State must take critical and meaningful steps in to allow economy to recover from the economic impact of COVID-19
As California prepares for the peak of the COVID-19 pandemic, the Newsom administration must also be focused and prepare on how to best support our state’s communities and businesses moving forward. To revitalize our economy, we must provide our small business owners and entrepreneurs stability so they can reopen, grow, and hire. There is no question that during a time of economic struggle, we must look for ways to remove burdens on businesses trying to survive.
One of the major cost drivers of doing business in California is the cost of complying with the state’s regulatory jungle. The easiest and most common sense way to help bolster our local businesses and communities is to temporarily pause the rulemaking process for new regulations that are unrelated to COVID-19.
For example, California’s regulations significantly reduce the water supplies available for our farmers in the Central Valley, who are working around the clock to ensure that community grocery store shelves are stocked with food while we are sheltering in place. Due to the lack of water, farmers are forced to fallow many acres of prime agricultural land that could otherwise help grow needed produce.

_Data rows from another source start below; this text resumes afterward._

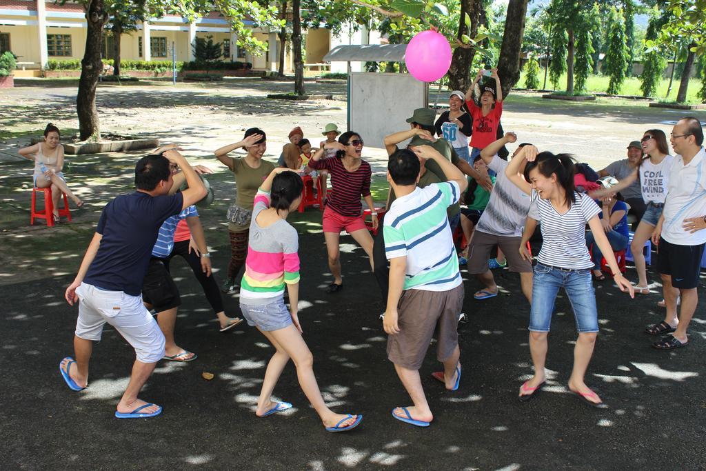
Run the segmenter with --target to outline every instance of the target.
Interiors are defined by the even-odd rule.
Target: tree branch
[[[377,5],[371,5],[370,4],[361,1],[361,0],[350,0],[350,1],[356,5],[360,5],[361,6],[370,8],[373,11],[377,11],[381,15],[384,15],[388,18],[400,18],[404,15],[404,13],[401,11],[390,11],[390,10],[385,10],[385,8],[378,6]]]

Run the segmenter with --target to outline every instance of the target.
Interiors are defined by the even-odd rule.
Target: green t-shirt
[[[454,165],[455,165],[458,161],[461,160],[461,157],[458,156],[456,151],[453,150],[453,147],[451,144],[449,143],[449,142],[445,139],[439,138],[434,142],[431,142],[430,141],[427,141],[426,139],[422,139],[419,136],[414,136],[412,138],[412,141],[409,141],[408,145],[431,145]],[[426,173],[433,173],[436,176],[437,179],[438,179],[436,181],[429,181],[429,183],[438,183],[440,181],[447,181],[446,176],[444,175],[443,172],[441,171],[441,167],[439,167],[439,165],[433,160],[427,160],[424,164],[424,166],[426,167]],[[421,183],[421,179],[419,179],[419,183]],[[417,186],[419,188],[424,188],[424,186],[421,184]],[[394,193],[394,191],[390,191],[390,198],[393,196],[393,193]],[[392,201],[390,201],[390,204],[392,204]],[[458,203],[451,205],[446,210],[446,213],[448,215],[449,219],[457,215],[460,212],[461,208]]]
[[[495,184],[496,177],[491,177],[490,179],[493,182],[493,184]],[[469,183],[470,183],[470,180],[471,179],[469,179]],[[468,205],[468,209],[482,211],[488,205],[489,200],[490,200],[490,191],[478,185],[475,191],[473,191],[473,203]]]
[[[260,167],[253,169],[246,162],[245,157],[232,157],[230,169],[235,175],[237,195],[235,204],[243,209],[253,210],[253,201],[258,189],[263,181],[275,169],[275,164],[268,160],[261,160]],[[228,230],[240,232],[250,229],[250,221],[247,225],[228,223]]]

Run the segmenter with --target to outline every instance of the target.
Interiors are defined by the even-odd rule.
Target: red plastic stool
[[[383,216],[384,216],[385,213],[387,213],[387,210],[383,209],[381,208],[376,208],[375,212],[378,213],[378,228],[373,229],[372,217],[371,217],[369,221],[368,220],[365,221],[365,227],[368,229],[369,231],[373,233],[373,235],[378,235],[378,231],[380,229],[381,229],[380,225],[382,224]],[[371,215],[372,215],[372,213],[370,212],[369,209],[366,209],[364,211],[363,211],[363,219],[366,219],[368,216]]]
[[[624,250],[618,250],[617,252],[614,251],[613,256],[616,258],[616,261],[618,262],[618,268],[620,269],[620,273],[624,273],[626,270],[625,268],[625,252]],[[611,271],[611,268],[609,266],[608,263],[606,262],[606,258],[603,257],[601,258],[601,271],[612,274],[613,272]]]
[[[44,208],[41,211],[37,210],[37,193],[43,193],[44,198]],[[71,220],[71,211],[68,209],[68,198],[66,193],[61,193],[64,196],[64,208],[59,208],[59,217],[66,216],[68,220]],[[32,213],[30,215],[30,225],[35,223],[35,219],[43,219],[47,221],[47,225],[49,227],[54,227],[54,202],[52,201],[52,187],[37,188],[32,191]]]
[[[314,196],[313,179],[310,175],[302,175],[301,181],[304,184],[304,190],[301,191],[301,202],[299,203],[299,213],[304,213],[304,209],[309,206],[318,205],[318,208],[323,210],[323,204],[321,203],[321,179],[316,179],[316,189],[318,193]]]

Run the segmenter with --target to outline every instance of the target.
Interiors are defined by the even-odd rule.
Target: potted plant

New state regulations also threaten to further deteriorate the condition of California’s economy. The California Air Resource Board is still considering a new regulation that would impose additional regulations on every vessel that comes into a California port. It makes no sense to burden our freight and transportation system that moves goods and products to our stores across the state when they are struggling. According to state staff, the cost of this regulation is estimated to be $2.16 billion over ten years. The state must postpone the development and implementation of this and other harmful regulations while our state weathers COVID-19’s economic fallout.
Furthermore, the very thought of increasing taxes or fees would be a disastrous decision. It makes no sense to provide state assistance and relief to families and business around the state, only to force them to pay it back through new taxes. We must do everything that we can to lessen the costs Californians face because of this pandemic.
In order for California to help, and not hinder, the work being done by local governments, businesses, and families, it is imperative that the state implement an immediate moratorium on agency rulemakings not related to imminent health and safety concerns related to COVID-19 and halt any attempt to impose any new taxes or fees that would hurt California communities and businesses.
By implementing a moratorium on the development and implementation of new rules, taxes, and fees, the state would take a critical and meaningful step in allowing our economy to recover from the economic impact stemming from the response to COVID-19. In this difficult time, the state should support Californians as much as possible, and give them the best environment for them to succeed. Pausing non-critical regulations and stopping the imposition of new taxes or fees are common sense and necessary actions that will ensure that California businesses, entrepreneurs, and innovators can reopen, rehire, and thrive.In the coming weeks, the Assembly Budget Committee--of which I am a sitting member--will be holding oversight hearings on the state’s response to COVID-19 and the economic and fiscal policies needed as the state re-opens and returns back to business.